Things then aren't going very well for the "oneness" under this scenario, now are they? There is, instead, more and growing dichotomies, dualities and increasing egos to match. "You have yours and I have mine," is a prevalent mindset. When much of life is "relative," we, each of us, may fall into the notion that we are the dictators of ourselves, the centers of our own universes. Our feelings, transient as they may be, become the arbiters of existence in the worldly realm. If it feels good, makes us happy, well then--do it!

Without "natural law", the slippery slope that is life becomes entirely negotiable; there is no good or bad. So why isn't the sum of two and two five? How can anyone say that's wrong??
 "Every man has a different philosophy; this is my philosophy and it suits me" – the habit of saying this is mere ego. A universal philosophy is not constructed to fit a man; a universal philosophy is constructed to fit a universe. Each person can no more possess a private belief than one can possess the sun and moon privately." --Chesterton

*In other words,
John's truth is relative, while Bob's truth is absolute; therefore John accepts Bob's truth. Bob does not accept John's truth.
OR: It's true for everyone that nothing is true for everyone.
In logical/mathematical terms:
If A, then B.
If B, then not/negative A.
Therefore, if A, then not -A.
This form of argument is called a hypothetical syllogism, a statement of deductive logic which here proves false, because one cancels the other out, though many believe it in its simpler, verbal forms. To put it in mathematical symbols:
 x=y, y=z, therefore x=z.

Think about that.

*To review the truth or falseness of this type of statement, see the classic text on the subject, Copi's Logic.

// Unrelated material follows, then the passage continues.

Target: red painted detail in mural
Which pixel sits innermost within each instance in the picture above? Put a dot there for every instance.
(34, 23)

Wednesday, December 17, 2008

Commentary 2-- Just This

In the study of the self, we find that wherever we go, there we are. Gaining this sort of awareness of the self is central to practice. Applying just this, we acquire the power and creativity to break out of our habitual defenses and thought habits so to experience reality as it is. When you do, you find that your anxiety level is reduced, your stress goes down, and in its place arises a new sense of the possible; that you are just this moment. Every moment is new and possible. That moment becomes a good thing; you open yourself to be curious, to learn more about the world around you, yourself. Take rest in what is real.

As we come to better understand the precepts, an awareness grows that points our attention to doing what is necessary. We ask and see more clearly what is required of us, and we do just that.

Being a scientist and examining our self, we come to see that we have expectations and requirements, first of ourselves and then of others. When these ideas or assumptions fail to correspond with reality, we suffer. Cutting through deception, we live more in this moment and find that it is a good. We may even begin to acquire the realization that often when we think it is the other, in reality it is ourselves who think, act or feel a particular way. Avoid spinning into the past or the fearful future. This moment is the only moment there really can be.

An old saying I learned as a child goes, "He who accuses, accuses himself." Being aware of a situation or an event does not make us bound to engage or respond. We may choose to do so, if it seems necessary, or we may stand back and let it play out on its own, in its own time.

Know that feelings are just feelings. They may guide or hinder us equally. Feelings arise and recede; when they're urgent at that moment things may seem clear. Later, we may, in a calmer mind see they were not, and then there's the damage we cause to ourselves and others. So there is a great deal of power in awareness. It may be increased and cultivated. Take the journey of the head to the heart through the precepts. They are a reliable guide.